Je prends une profonde inspiration et frappe à la porte, prêt à affronter le jugement de deux personnes que j’estime plus que tout. La porte s’ouvre peu après sur Blaire qui m’offre un sourire rassurant. Je l’embrasse sur la joue quand elle me passe devant pour quitter la pièce et entre avant de refermer derrière moi. Connor et Venom sont ici, mon président assis sur son siège et Venom en face, sur l’un des deux fauteuils. J’avance et m’installe à mon tour.

- Si tu ne te sens pas prêt, on peut repousser de quelques jours, me propose Connor après m’avoir salué.
- Non, cela ne sert à rien de repousser l’inévitable.

Je souffle bruyamment et commence mon récit.

- Pour que vous compreniez toute l’histoire, je vais devoir vous parler de moi, de mon enfance. Pour commencer, je m’appelle Jude Tavers, je suis né et j’ai grandi dans une petite bourgade du Texas. D’un regard extérieur, on pouvait considérer que je vivais avec une famille aimante, parfaite. Ma mère était femme au foyer et mon père travaillait dans un ranch prospère. J’ai un petit frère aussi, il a deux ans de moins que moi. Mes parents étaient de fervents croyants, on allait à la messe, on invitait le pasteur à la maison une fois par mois. Ma mère participait à tous les événements que l’église organisait. Ouais, ma famille était considérée comme étant un modèle.

Un ricanement m’échappe à ces mots.

- En réalité, à la maison, mon frère et moi vivions l’enfer. Dès que nous faisions quelque chose ou que nous jouions trop longtemps dehors ou alors une connerie du genre, nous étions punis. Ce n’étaient pas des petites punitions à la con du genre, privés de jeu vidéo, non, chez nous les punitions étaient plus sévères. Ça allait des coups portés avec un bâton de punition jusqu’à l’évanouissement, à l’enfermement dans la cave tout le week-end sans manger.

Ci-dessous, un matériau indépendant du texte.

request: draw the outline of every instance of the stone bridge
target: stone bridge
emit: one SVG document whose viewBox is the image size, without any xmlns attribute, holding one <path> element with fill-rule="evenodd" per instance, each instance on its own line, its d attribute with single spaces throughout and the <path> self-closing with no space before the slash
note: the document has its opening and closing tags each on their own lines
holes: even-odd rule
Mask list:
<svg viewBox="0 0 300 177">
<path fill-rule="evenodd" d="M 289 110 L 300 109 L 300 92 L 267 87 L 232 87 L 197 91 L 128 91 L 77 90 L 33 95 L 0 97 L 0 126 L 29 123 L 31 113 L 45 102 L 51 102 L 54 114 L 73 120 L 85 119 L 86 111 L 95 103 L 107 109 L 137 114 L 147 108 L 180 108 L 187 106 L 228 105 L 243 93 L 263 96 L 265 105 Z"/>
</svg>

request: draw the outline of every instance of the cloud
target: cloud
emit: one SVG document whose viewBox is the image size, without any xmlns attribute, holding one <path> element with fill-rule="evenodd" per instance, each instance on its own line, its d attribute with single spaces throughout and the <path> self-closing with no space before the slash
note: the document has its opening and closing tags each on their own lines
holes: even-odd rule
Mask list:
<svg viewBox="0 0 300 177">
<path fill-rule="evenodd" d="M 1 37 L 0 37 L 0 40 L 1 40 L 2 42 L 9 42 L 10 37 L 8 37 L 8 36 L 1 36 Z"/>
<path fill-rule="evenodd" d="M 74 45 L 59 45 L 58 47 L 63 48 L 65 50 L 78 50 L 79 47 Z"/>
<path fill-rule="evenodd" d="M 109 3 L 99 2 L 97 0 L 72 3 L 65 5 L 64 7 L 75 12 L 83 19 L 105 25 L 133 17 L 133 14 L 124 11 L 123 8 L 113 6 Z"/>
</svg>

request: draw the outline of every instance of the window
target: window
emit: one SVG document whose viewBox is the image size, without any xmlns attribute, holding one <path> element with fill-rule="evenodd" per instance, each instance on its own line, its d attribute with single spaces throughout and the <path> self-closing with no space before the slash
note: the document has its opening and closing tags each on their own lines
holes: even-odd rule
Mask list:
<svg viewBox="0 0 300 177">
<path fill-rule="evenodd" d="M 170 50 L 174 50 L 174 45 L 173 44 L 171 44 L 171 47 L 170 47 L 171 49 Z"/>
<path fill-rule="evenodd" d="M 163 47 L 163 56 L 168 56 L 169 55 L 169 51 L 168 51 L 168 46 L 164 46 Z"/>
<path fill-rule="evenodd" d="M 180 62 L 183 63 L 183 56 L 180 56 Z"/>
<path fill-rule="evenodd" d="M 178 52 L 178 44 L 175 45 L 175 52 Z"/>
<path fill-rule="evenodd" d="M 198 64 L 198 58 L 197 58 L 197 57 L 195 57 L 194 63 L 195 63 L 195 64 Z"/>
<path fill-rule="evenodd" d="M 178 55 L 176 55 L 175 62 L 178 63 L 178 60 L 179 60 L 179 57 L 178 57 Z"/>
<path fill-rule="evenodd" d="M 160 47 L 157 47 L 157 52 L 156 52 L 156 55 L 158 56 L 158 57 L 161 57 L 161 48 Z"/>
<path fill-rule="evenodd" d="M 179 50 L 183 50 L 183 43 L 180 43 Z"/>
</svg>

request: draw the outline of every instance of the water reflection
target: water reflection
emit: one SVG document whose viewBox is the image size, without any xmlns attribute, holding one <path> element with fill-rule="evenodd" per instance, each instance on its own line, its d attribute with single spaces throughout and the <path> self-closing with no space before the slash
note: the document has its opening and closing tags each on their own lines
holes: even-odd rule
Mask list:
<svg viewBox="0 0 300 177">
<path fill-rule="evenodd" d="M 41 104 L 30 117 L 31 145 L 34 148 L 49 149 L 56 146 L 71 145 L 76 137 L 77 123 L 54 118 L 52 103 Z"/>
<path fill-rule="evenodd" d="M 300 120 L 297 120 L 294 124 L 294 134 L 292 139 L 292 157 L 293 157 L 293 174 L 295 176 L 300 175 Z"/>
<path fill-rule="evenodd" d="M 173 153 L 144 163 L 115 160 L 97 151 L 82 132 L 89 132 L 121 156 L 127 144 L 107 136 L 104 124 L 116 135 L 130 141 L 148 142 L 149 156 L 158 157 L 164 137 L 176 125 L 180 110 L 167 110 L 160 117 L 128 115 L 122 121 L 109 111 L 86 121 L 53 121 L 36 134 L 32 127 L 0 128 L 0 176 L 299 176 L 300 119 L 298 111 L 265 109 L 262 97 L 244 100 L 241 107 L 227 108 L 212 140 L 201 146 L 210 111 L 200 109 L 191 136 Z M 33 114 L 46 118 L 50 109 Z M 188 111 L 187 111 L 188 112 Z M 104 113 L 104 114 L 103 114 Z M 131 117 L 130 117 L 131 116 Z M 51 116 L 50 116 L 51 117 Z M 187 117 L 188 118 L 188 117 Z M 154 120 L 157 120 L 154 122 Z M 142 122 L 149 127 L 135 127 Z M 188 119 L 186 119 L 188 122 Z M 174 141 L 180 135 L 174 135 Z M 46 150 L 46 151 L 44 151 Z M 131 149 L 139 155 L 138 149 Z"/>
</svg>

Les souvenirs de cet endroit plongé dans l’obscurité reviennent avec force mais j’essaye de les maîtriser pour ne pas me sentir submergé.

- Quoi qu’il en soit, mes parents étaient également famille d’accueil. J’ai vu défiler pas mal de gosses pendant quelques temps, ils les traitaient plutôt bien, contrairement à nous. Un jour, j’allais sur mes 8 ans, ils ont ramené une petite poupée blonde de 4 ans. Elle était absolument adorable, souriante. Un vrai rayon de soleil. J’ai… J’ai senti un élan protecteur m’envahir quand j’ai croisé ses beaux yeux bleus et qu’elle m'a offert un sourire éblouissant. Pour la première fois de ma vie, j’ai eu droit à un moment de douceur. J’ai ensuite été saisi par l’effroi quand nos parents nous ont expliqué qu’ils avaient adopté Savannah. Elle allait rester dans cet enfer… alors, le soir même, mon frère et moi nous sommes promis de la protéger au mieux et c’est ce que nous avons fait. Si elle cassait quelque chose, Jordan et moi nous accusions à tour de rôle. Nous voulions juste lui éviter les punitions…

Je me racle la gorge pour poursuivre la partie la plus difficile de mon récit.

- Deux années sont passées et Savannah commençait à représenter tout pour moi. Elle pansait la douleur qui me rongeait de l’intérieur. Après chaque punition au bâton, mon père me posait sur mon lit puisque j’étais incapable de bouger ensuite. Dès qu’il quittait ma chambre, Savy venait m’y rejoindre. Elle mouillait un vêtement avec de l’eau froide et le passait sur les traces de coups pour m’apaiser en pleurant. Un lien solide s’est créé entre nous. Et puis un jour, j’avais tellement mal que je me suis levé en pleine nuit et j’ai quitté ma chambre pour descendre prendre des glaçons. Au moment où j’ai ouvert la porte de ma chambre, j’ai vu mon père quitter celle de Savy, il ne portait qu’un caleçon. À ce moment-là, je me suis dit qu’elle avait dû faire un cauchemar. J’ai attendu que mon père regagne sa chambre pour aller la rejoindre. Elle pleurait, en silence. C’est ce qui m'a le plus marqué mais… j’ai essayé de l’apaiser en m’allongeant à coté d’elle. Quand j’ai voulu la prendre dans mes bras elle s’est débattue furieusement pendant plusieurs minutes. J’ai eu beaucoup de mal à la calmer et je n’ai quitté sa chambre que quand elle s’est enfin endormie.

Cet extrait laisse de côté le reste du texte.